39 years and 365 days (thank goodness for leap year!)
Today is the last day that I can say I’m in my 30’s. Tomorrow all that changes! Yes, tomorrow I celebrate 40 years on this earth, and what does this pivotal birthday mean? Everyone who is older says, “It’s just another day” or “it’s just a number”. Everyone who is younger says, “wow” you don’t look that old”. Or at least that’s what they MUST be thinking………..Anyway, I’m ok with it.

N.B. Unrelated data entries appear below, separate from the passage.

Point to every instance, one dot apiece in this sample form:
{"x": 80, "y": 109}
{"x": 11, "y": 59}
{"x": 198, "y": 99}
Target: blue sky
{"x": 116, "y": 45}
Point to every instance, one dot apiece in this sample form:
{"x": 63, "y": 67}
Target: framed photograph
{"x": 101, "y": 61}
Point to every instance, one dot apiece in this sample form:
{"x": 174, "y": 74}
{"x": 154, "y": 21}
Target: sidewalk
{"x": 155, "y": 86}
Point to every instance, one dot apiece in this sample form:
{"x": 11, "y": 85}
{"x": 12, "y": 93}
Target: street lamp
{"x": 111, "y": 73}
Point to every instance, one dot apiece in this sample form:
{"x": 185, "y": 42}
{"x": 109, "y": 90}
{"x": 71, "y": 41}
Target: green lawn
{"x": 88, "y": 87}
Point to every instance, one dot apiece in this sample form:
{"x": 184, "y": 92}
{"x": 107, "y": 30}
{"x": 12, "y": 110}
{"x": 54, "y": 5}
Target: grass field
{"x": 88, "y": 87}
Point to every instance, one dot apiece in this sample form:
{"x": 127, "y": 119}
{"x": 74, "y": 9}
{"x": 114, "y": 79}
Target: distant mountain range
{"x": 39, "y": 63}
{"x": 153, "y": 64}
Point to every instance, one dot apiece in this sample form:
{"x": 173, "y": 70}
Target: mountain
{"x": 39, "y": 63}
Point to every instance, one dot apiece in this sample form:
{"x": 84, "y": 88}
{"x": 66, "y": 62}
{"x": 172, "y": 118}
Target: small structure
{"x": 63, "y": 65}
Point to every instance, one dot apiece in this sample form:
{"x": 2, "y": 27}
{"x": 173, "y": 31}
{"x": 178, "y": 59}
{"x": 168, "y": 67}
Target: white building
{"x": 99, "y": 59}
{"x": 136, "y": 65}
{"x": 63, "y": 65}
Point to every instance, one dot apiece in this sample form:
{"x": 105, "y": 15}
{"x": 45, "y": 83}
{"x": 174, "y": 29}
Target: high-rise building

When I went from 19 to 20, I was just disappointed because I still wasn’t old enough to drink (and it really didn’t matter since I grew up next to
29 to 30 was tough. Being in my 20’s meant I was still young and it didn’t matter if I had a career, it didn’t matter if I wasn’t married or if I had kids because “I was still young and had my whole life ahead of me to make those things happen". I wore all black on this day 10 years ago in mourning of the death of my 20's .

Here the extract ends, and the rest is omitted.